Hardberger and Bexar County Judge Nelson Wolff have pledged to back Bullis. Wolff said local officials long have lobbied the Legislature for more control over development, but failed to win that fight in the face of opposition from property-rights advocates.

“This time, with the support of the military, if we restrict this to areas around bases I think we have a much better chance to get it,” said Wolff, who cautioned that property owners might have to be compensated. “I still think it's going to involve money. There's only so far you can go with controls.”

Congressional lawmakers Thursday joined the bipartisan chorus of area leaders demanding action to protect Bullis. U.S. Reps. Charlie Gonzalez and Ciro Rodriguez, both San Antonio Democrats, wrote a letter to Fish and Wildlife Director H. Dale Hall denouncing “inadvisable growth around the post.”

The Greater Edwards Aquifer Alliance, meanwhile, said it expects to seek a temporary restraining order today in federal court to stop work on the INTCO site. The group's attorney, Omar Collin, said he'd been told to withhold action until the aquifer alliance's board has voted on the matter.

“I was hoping when (Fish and Wildlife) went out there, they would put a stop to it,” said the alliance's executive director, Annalisa Peace, adding that enough evidence of warbler activity exists to require a federal permit.

INTCO is developing a 340-acre tract adjacent to Bullis that could have as many as 700 homes in the coming years, but Reidinger said development could be limited if warblers are found on parts of the property.

The Fish and Wildlife Service's Zerrenner said the purpose of Thursday's visit was to meet INTCO representatives, see if there was warbler habitat on the site and outline how the agency could work with the developer to comply with the law. They didn't determine warblers were on the property.

“They listened to us and wanted to work with us and indicated they would be providing us with biological information such that we could review it and work with them,” Zerrenner said. “In terms of whether or not they were going to continue or discontinue construction, that was not discussed by the developer. However when we were on the road, construction was not occurring.”

Speaking at a news conference on Camp Bullis, INTCO attorney Glen said the company was likely to continue work, saying the land already had been “disturbed” and that it was “in the best interests of the environment actually to go ahead and stabilize that site rather than stop work and leave it as an unstabilized open site.”

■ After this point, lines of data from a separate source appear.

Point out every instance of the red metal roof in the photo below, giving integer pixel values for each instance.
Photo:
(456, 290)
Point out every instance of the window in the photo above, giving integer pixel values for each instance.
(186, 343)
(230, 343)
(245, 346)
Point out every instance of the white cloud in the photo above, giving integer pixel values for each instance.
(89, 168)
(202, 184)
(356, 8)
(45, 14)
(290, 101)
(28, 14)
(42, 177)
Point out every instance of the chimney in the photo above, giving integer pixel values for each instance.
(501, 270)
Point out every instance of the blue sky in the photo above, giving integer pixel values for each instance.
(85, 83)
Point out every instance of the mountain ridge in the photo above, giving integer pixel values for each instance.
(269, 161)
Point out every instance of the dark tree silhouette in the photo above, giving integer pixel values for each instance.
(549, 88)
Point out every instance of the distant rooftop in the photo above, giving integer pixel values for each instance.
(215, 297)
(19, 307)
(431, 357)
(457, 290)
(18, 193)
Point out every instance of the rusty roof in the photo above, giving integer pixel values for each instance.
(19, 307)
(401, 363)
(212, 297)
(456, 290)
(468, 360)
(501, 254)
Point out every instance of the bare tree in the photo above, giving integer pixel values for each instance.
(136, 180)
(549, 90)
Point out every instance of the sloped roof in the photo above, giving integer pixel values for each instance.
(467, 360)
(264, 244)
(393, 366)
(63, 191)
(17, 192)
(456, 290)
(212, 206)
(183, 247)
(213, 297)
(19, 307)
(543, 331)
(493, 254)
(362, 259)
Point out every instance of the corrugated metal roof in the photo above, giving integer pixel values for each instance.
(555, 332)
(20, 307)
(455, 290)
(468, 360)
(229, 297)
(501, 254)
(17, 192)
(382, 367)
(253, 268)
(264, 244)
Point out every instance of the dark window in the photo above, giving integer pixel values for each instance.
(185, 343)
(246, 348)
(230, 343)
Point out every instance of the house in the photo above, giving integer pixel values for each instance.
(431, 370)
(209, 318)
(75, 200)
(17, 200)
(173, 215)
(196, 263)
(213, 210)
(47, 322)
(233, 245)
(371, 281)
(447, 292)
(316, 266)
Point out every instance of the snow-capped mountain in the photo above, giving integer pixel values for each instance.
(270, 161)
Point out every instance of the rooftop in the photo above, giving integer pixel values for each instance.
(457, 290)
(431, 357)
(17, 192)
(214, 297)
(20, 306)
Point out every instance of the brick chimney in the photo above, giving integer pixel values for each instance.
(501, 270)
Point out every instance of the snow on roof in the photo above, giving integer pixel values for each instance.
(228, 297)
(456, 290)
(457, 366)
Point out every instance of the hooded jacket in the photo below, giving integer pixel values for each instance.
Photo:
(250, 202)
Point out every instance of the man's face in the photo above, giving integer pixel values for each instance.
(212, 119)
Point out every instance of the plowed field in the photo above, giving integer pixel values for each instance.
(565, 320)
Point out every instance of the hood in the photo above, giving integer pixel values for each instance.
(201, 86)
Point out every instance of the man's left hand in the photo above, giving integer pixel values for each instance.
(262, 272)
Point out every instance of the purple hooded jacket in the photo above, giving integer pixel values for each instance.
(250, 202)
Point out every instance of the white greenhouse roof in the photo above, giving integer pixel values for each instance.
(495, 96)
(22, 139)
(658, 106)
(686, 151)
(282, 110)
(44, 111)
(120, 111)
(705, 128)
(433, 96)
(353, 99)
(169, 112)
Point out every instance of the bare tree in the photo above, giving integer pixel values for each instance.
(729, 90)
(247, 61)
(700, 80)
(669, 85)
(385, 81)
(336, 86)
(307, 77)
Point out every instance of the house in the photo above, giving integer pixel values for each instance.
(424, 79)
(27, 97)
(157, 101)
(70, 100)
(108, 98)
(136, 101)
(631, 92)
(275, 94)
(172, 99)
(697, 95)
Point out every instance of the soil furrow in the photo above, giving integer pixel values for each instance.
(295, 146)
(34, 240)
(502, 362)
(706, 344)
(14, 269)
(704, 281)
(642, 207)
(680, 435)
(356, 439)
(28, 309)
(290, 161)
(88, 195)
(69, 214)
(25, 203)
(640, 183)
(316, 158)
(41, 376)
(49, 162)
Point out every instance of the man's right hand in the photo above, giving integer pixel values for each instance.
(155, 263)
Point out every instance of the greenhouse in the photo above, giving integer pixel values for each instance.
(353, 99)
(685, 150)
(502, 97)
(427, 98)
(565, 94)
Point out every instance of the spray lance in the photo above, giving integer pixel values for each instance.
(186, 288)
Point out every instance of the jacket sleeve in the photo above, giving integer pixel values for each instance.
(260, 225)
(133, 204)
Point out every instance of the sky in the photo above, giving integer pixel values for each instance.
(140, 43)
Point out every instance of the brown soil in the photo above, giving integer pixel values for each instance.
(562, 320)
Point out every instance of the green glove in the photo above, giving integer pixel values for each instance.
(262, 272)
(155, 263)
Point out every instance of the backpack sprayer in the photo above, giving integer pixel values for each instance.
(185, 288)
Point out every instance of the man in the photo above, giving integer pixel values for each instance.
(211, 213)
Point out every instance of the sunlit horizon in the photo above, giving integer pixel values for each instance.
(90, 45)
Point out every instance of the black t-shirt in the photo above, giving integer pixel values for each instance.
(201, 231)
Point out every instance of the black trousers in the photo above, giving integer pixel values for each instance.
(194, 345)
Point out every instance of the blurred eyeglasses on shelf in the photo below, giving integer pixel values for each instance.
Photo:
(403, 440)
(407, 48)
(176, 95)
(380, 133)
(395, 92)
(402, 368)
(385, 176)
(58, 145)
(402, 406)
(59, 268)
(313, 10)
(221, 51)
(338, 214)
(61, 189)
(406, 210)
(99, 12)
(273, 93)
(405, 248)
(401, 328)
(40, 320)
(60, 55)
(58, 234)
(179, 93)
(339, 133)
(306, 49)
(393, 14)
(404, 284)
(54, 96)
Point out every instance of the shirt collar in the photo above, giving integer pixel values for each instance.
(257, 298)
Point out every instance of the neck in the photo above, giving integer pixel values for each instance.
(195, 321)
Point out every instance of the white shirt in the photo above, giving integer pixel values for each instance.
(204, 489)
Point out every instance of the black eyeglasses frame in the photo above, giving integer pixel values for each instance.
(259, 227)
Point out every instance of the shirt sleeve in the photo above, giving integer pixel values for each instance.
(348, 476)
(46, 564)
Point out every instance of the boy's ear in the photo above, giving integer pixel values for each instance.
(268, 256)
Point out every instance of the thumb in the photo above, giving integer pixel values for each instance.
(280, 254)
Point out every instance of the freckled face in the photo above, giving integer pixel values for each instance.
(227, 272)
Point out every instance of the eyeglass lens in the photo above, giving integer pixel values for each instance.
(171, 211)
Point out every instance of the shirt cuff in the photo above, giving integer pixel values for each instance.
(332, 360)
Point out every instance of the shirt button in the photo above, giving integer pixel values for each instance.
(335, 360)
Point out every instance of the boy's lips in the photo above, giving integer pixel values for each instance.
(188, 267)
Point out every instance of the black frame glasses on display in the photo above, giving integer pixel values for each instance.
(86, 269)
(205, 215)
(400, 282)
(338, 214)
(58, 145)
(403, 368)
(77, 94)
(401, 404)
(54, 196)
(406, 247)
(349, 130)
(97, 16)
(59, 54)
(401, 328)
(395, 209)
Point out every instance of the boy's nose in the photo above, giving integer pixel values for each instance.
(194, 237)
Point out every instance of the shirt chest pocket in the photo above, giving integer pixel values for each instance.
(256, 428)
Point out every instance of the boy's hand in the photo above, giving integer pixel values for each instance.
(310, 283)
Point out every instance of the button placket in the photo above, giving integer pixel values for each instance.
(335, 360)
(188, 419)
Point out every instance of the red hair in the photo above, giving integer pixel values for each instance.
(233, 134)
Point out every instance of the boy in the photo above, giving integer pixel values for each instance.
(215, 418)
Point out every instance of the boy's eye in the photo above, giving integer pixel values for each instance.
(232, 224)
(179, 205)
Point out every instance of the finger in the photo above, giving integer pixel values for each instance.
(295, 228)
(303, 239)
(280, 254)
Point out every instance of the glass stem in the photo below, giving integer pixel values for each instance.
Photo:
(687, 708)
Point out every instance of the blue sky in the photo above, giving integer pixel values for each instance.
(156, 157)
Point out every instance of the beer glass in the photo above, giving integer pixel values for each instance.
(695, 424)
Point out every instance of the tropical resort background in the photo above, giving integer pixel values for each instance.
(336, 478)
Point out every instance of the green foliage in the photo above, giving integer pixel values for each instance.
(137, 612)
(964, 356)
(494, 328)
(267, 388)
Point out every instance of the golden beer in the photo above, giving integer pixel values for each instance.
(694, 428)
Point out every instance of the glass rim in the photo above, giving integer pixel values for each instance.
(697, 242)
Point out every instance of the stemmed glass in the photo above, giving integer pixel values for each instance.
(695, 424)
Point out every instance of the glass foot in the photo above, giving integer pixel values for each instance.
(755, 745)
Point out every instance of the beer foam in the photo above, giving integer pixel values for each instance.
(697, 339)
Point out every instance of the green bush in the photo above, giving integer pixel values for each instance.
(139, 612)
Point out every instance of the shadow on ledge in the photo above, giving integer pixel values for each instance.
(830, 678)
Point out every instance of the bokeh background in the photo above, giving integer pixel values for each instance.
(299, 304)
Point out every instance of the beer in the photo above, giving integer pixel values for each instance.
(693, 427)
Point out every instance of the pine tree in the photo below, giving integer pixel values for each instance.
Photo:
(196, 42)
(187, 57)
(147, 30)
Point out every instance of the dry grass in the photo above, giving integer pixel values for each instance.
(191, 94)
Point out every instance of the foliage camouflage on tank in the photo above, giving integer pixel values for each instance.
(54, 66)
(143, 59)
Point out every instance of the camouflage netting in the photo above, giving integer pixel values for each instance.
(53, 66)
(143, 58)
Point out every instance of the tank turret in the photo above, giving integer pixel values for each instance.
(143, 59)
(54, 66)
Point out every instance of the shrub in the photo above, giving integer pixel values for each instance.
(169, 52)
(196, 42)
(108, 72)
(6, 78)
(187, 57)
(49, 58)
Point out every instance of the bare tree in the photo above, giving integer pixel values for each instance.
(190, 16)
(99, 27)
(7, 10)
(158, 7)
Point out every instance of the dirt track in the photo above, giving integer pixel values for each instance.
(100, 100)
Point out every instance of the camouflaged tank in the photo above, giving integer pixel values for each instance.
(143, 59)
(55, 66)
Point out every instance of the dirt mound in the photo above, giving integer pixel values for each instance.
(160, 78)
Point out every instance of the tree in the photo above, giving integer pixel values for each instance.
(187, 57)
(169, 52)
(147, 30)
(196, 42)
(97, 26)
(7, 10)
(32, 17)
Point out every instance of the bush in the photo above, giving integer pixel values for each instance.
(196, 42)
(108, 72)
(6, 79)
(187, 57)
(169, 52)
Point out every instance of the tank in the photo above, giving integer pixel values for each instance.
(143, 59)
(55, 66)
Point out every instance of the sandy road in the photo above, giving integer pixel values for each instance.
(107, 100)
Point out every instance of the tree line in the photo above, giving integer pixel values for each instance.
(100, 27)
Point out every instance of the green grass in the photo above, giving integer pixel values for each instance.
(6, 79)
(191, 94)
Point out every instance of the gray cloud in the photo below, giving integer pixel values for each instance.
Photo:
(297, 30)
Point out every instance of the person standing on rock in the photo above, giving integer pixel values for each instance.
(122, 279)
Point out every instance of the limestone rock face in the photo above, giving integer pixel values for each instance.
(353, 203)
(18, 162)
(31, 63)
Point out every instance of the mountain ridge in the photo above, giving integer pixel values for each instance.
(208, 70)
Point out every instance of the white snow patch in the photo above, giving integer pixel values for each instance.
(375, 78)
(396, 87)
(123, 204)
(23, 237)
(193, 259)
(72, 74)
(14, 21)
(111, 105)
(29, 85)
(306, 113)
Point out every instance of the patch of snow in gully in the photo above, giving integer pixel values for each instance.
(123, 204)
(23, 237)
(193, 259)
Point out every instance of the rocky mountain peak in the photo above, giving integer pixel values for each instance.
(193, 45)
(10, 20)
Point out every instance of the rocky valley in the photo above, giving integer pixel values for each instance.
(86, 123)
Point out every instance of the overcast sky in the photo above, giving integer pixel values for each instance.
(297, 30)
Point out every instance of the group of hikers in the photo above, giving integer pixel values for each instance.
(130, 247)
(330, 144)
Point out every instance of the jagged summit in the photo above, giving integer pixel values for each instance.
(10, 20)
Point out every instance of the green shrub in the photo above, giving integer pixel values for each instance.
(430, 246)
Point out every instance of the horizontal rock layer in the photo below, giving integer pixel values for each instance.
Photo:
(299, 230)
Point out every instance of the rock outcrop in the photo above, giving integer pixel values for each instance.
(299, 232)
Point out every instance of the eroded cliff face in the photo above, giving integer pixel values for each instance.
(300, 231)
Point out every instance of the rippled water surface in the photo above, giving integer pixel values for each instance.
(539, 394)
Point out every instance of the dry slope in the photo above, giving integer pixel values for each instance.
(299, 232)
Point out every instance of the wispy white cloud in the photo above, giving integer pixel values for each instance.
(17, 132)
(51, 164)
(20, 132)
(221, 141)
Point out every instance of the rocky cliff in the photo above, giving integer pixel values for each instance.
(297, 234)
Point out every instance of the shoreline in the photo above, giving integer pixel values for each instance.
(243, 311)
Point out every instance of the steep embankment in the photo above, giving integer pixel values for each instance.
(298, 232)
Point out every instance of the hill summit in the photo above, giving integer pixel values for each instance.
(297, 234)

But Reidinger, the post spokesman, took the podium after Glen stepped down and pointed to a photo of a large home on a hillside in the Dominion not far from Bullis. More houses like it, he warned, will be the death of Fort Sam.

“Camp Bullis is instrumental to the mission of Fort Sam Houston and training the Defense Department's medical force,” he said. “These are the soldiers, these are the doctors, these are the nurses that go out on the battlefield and save people's lives.”